Altrettanto scarso fu l’interesse popolare per la seconda guerra del 1859, a dimostrazione del fatto che i sardi di allora non combattevano volentieri a fianco dei loro colonizzatori, magari anche perché a conoscenza del fatto che Cavour, già noto per il tentativo di svendere l’isola agli inglesi (e magari lo avesse fatto…), minacciò in quel periodo di far bombardare Cagliari e l’isola che non si dimostravano affatto accondiscendenti con il governo. Il panciuto primo ministro coi basettoni dietro un aspetto da bonaccione nascondeva  un atteggiamento ben poco simpatico nei confronti dei sardi, nonostante tutto ciò nell’isola non mancano piazze e statue che portano il suo nome.

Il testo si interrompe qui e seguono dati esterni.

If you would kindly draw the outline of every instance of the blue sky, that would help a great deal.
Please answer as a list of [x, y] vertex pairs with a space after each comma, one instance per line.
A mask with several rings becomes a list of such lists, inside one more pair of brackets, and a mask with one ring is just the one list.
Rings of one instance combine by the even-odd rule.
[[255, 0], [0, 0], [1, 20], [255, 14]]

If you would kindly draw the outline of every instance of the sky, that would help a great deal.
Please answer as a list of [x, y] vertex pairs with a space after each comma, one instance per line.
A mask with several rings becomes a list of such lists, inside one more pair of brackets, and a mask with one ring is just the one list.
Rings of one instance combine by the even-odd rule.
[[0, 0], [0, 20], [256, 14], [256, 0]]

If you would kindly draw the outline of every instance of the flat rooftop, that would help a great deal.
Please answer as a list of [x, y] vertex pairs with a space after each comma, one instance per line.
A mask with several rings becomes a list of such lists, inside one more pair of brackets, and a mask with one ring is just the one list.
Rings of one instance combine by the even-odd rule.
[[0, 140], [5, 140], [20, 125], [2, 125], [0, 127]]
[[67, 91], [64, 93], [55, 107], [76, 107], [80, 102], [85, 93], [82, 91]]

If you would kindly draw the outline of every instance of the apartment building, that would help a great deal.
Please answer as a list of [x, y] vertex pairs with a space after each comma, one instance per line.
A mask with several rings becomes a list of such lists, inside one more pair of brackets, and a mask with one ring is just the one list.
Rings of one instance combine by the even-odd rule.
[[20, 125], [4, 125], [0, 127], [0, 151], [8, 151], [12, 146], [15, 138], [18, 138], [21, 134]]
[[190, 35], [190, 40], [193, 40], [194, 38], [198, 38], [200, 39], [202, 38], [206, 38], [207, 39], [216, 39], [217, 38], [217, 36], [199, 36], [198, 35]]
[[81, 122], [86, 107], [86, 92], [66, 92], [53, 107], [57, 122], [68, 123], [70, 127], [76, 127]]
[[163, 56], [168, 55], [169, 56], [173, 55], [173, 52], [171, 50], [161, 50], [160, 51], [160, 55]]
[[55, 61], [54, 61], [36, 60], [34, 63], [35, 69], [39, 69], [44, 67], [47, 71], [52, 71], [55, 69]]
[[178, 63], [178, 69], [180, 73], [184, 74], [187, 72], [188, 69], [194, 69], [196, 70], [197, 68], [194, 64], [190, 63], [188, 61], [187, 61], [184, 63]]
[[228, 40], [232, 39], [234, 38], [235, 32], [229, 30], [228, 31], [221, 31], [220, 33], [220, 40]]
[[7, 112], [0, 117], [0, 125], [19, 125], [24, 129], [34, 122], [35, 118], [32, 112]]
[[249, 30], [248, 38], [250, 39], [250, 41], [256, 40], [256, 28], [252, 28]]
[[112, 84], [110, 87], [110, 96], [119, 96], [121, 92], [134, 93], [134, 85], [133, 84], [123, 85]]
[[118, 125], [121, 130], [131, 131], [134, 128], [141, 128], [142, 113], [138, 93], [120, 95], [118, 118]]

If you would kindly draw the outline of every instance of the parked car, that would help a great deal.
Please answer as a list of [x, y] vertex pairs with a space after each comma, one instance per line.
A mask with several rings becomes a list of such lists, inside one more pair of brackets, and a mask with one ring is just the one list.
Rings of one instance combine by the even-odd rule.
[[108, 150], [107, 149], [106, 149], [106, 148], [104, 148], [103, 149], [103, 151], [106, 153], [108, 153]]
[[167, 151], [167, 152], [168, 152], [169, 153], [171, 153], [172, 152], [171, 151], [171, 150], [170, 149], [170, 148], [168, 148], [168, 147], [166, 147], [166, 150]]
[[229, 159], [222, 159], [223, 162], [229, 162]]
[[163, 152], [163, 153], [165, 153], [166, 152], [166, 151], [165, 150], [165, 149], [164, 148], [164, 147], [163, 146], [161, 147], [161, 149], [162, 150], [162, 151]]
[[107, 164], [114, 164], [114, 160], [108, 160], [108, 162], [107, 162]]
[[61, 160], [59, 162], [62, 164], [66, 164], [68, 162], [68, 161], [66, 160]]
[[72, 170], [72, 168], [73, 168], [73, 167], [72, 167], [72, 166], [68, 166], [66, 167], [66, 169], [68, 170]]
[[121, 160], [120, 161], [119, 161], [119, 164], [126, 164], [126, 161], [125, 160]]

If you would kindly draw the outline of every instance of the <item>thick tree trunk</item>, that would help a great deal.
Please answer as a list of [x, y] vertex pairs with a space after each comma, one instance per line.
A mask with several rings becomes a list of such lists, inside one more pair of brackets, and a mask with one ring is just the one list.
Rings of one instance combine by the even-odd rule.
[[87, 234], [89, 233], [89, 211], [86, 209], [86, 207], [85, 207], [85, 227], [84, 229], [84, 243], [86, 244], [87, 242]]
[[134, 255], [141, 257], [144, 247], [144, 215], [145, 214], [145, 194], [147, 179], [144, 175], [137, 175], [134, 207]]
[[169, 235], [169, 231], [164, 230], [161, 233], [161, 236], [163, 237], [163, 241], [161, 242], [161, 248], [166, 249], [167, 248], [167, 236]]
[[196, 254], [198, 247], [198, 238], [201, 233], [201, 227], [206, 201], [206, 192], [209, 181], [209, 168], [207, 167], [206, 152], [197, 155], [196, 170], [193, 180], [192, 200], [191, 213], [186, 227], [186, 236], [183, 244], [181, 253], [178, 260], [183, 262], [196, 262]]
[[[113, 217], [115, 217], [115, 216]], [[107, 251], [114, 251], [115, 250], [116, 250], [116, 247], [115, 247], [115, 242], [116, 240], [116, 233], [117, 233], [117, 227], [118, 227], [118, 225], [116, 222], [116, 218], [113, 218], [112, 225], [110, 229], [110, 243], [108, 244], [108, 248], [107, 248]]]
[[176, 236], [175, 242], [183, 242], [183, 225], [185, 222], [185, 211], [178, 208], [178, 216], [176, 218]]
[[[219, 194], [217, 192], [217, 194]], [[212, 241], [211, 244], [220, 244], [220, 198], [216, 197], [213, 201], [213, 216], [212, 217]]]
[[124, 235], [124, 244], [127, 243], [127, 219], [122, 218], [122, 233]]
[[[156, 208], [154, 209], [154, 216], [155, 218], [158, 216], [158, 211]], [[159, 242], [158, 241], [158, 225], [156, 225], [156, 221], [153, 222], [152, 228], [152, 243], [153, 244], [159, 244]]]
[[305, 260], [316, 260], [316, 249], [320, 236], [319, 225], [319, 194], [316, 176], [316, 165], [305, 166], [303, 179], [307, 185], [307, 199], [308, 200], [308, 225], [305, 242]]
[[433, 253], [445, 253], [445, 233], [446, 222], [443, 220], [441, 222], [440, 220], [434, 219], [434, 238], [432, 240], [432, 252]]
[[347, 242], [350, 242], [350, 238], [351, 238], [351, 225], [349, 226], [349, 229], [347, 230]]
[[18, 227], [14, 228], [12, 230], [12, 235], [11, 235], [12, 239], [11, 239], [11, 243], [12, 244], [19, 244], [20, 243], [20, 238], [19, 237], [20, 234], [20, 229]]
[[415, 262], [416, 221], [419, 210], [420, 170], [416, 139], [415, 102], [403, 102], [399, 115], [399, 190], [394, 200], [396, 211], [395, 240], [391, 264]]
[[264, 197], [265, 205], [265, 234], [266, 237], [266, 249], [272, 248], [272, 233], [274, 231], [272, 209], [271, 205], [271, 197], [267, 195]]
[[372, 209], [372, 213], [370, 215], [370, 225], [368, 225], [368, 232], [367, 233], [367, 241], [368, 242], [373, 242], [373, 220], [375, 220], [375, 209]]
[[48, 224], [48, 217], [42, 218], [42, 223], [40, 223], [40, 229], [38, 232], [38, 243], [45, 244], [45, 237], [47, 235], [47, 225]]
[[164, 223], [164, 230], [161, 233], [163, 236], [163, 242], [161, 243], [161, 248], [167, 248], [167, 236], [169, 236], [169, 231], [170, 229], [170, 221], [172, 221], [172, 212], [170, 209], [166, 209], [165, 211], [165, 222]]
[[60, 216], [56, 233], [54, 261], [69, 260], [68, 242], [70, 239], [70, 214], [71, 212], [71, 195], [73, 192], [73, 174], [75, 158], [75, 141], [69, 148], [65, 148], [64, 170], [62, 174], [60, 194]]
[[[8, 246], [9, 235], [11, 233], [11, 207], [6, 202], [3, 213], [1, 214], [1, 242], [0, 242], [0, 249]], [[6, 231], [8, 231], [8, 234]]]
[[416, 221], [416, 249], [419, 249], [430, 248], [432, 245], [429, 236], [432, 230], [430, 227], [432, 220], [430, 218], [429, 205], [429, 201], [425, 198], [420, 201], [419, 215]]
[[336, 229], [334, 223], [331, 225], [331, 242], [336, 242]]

Curioso anche rilevare come il sardo d’adozione Garibaldi non fece molti proseliti tra i suoi futuri vicini di casa. Ha del comico la risposta di Manlio Brigaglia, vero e proprio brontosauro della cultura sarda, che a un giornalista televisivo che gli domandava quanti fossero i sardi tra i mille che sbarcarono a Marsala, ha il coraggio di ribattere in questo modo: “Non tantissimi, diciamo meno di cinque…”. Una vaghezza voluta appositamente per nascondere la verità. Nella realtà all’impresa parteciparono solo tre sardi. Dei quali uno non conta in quanto era fuochista nella nave che venne sequestrata dal barbuto massone dei due mondi e quindi costretto a partecipare suo malgrado alla perigliosa spedizione; gli altri due erano sardi solo di nascita (e tra l’altro le loro famiglie erano originarie della penisola) ma già da tempo non vivevano nell’isola. Dalla Sardegna alla fine non partì nessuno, e questo nonostante Garibaldi si fosse stabilito a Caprera già da tempo.

Ben poco fu quindi l’entusiasmo dei sardi per quelle che in fin dei conti erano guerre lontane, il cui esito poco o nulla avrebbe cambiato il loro destino. La forzatissima retorica di questi giorni, come al solito ispirata ad uno sforzo di integrazione con la terraferma tanto dannoso quanto malriuscito, non rispetta dunque le vicende del passato. D’altronde seguendo la logica di questi festeggiamenti i sardi dovrebbero celebrare anche gli anniversari della Guerra di Crimea in cui furono costretti a partecipare, della rivoluzione francese in quanto Angioy fu una sorta di continuatore di quei valori in Sardegna, e visto che abbiamo molti emigrati al nord si potrebbe organizzare anche qualcosa in occasione della festa dei popoli padani, tanto di soldi da buttare ne abbiamo tanti.